Les spécialistes ont longtemps martelé aux entreprises de se protéger contre les menaces externes. Pourtant plusieurs affaires - Snowden, LuxLeaks ou Panama Papers – montrent le developpement d’un nouveau type de menace.

Après la fuite massive de documents à l’origine de l’affaire « Panama Papers » qui a éclaboussé plusieurs pays, les dirigeants mondiaux sont sur la sellette. Le président russe Vladimir Poutine a qualifié la divulgation des comptes bancaires offshore de complot des services américains, tandis que l’Islande a nommé un nouveau premier ministre et que le premier ministre britannique David Cameron a admis avoir détenu des parts dans un fonds fiduciaire offshore. Les Panama Papers incarnent les scandales politiques de demain, à l’ère numérique, depuis le piratage initial jusqu’à la technologie cloud utilisée pour analyser les documents. Bob Woodward et Carl Bernstein, les célèbres journalistes qui ont fait tomber Richard Nixon, n’auraient jamais pu imaginer traiter des millions de pages de documents confidentiels.

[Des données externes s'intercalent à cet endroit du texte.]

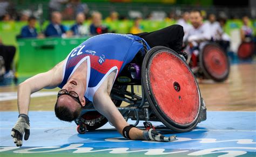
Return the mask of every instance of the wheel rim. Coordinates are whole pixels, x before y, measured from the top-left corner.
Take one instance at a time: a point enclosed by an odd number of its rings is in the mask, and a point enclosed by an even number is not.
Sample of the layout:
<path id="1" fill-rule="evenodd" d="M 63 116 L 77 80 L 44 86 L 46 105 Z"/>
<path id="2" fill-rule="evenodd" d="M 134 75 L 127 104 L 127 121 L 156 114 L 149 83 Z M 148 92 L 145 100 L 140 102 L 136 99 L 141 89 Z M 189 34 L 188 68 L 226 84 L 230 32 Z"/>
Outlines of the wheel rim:
<path id="1" fill-rule="evenodd" d="M 191 125 L 200 108 L 200 95 L 193 74 L 181 59 L 170 52 L 160 52 L 151 58 L 149 84 L 157 108 L 176 125 Z"/>

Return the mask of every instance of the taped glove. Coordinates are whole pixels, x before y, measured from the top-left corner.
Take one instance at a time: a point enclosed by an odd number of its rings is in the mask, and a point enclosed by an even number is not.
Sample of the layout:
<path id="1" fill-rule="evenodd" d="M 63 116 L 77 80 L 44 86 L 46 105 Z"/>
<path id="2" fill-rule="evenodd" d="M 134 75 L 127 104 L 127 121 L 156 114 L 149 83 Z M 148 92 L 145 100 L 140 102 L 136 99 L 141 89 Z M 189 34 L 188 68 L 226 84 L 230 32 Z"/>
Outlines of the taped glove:
<path id="1" fill-rule="evenodd" d="M 153 130 L 153 129 L 151 129 L 149 131 L 144 131 L 143 137 L 144 138 L 144 139 L 148 141 L 151 140 L 161 142 L 173 141 L 176 139 L 176 135 L 167 137 L 160 134 L 157 131 Z"/>
<path id="2" fill-rule="evenodd" d="M 29 118 L 28 115 L 20 114 L 18 121 L 11 130 L 11 135 L 15 144 L 17 147 L 22 146 L 22 139 L 25 133 L 24 140 L 29 139 L 30 132 L 29 130 Z"/>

Les Watergate de nouvelle génération s’appuieront sur des technologies telles que les dossiers partagés et les forums de discussion en ligne. Mossack Fonseca, le cabinet d’avocats piraté, symbolise le cyber-risque dont de nombreuses entreprises n’ont pas encore pris conscience. Les pirates visent manifestement bien plus que de simples cartes bancaires et numéros de sécurité sociale. Cette violation de données nous donne un aperçu de la nouvelle réalité des fuites en ligne et envoie un signal clair à l’ensemble des entreprises sur la cible potentielle que constitue toute information sensible.

Une fuite équivalent à 2 600 camionnettes de documents !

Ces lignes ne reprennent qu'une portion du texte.